- 3
Max Liebermann
Description
- Max Liebermann
- BLUMENSTAUDEN AM GÄRTNERHÄUSCHEN NACH NORDOSTEN (FLOWERS BY THE HOUSE OF THE GARDENER, NORTHEAST)
- signed M. Liebermann (lower right)
- oil on canvas
- 48 by 61cm.
- 18 7/8 by 24in.
Provenance
Catalogue Note
The present work depicts Liebermann's garden at his house on the Wannsee near Berlin. Having attained considerable recognition as an artist, followed by financial success, the artist commissioned a villa in 1909, sparing no expense on its formal flower beds, exotic shrubs and thick hedges. The Wannsee villa became Liebermann's summer residence during the last decades of his life, and the paintings from this period show his garden in all its glory. Within this series, the artist rendered his subject from various angles, sometimes focusing on the enclosed, cultivated patches of flowers while at other times representing the open expanses. In the present version, the house is visible on the left of the composition, a path in the foreground leading the viewer's eye past the bushes and flowers painted in free-flowing, impressionistic brush-strokes.
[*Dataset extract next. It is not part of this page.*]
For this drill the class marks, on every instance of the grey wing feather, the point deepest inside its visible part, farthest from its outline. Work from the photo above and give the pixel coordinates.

His practice of painting en plein air, as well as his method of exploring the same subject from a variety of viewpoints, demonstrates Liebermann's Impressionist tendencies. Like Claude Monet, who never tired of painting his flower garden at Giverny, Liebermann found a constant source of inspiration in the Wannsee garden, and in his later work depicted this subject with a bolder use of colours and a freer execution than in his earlier work.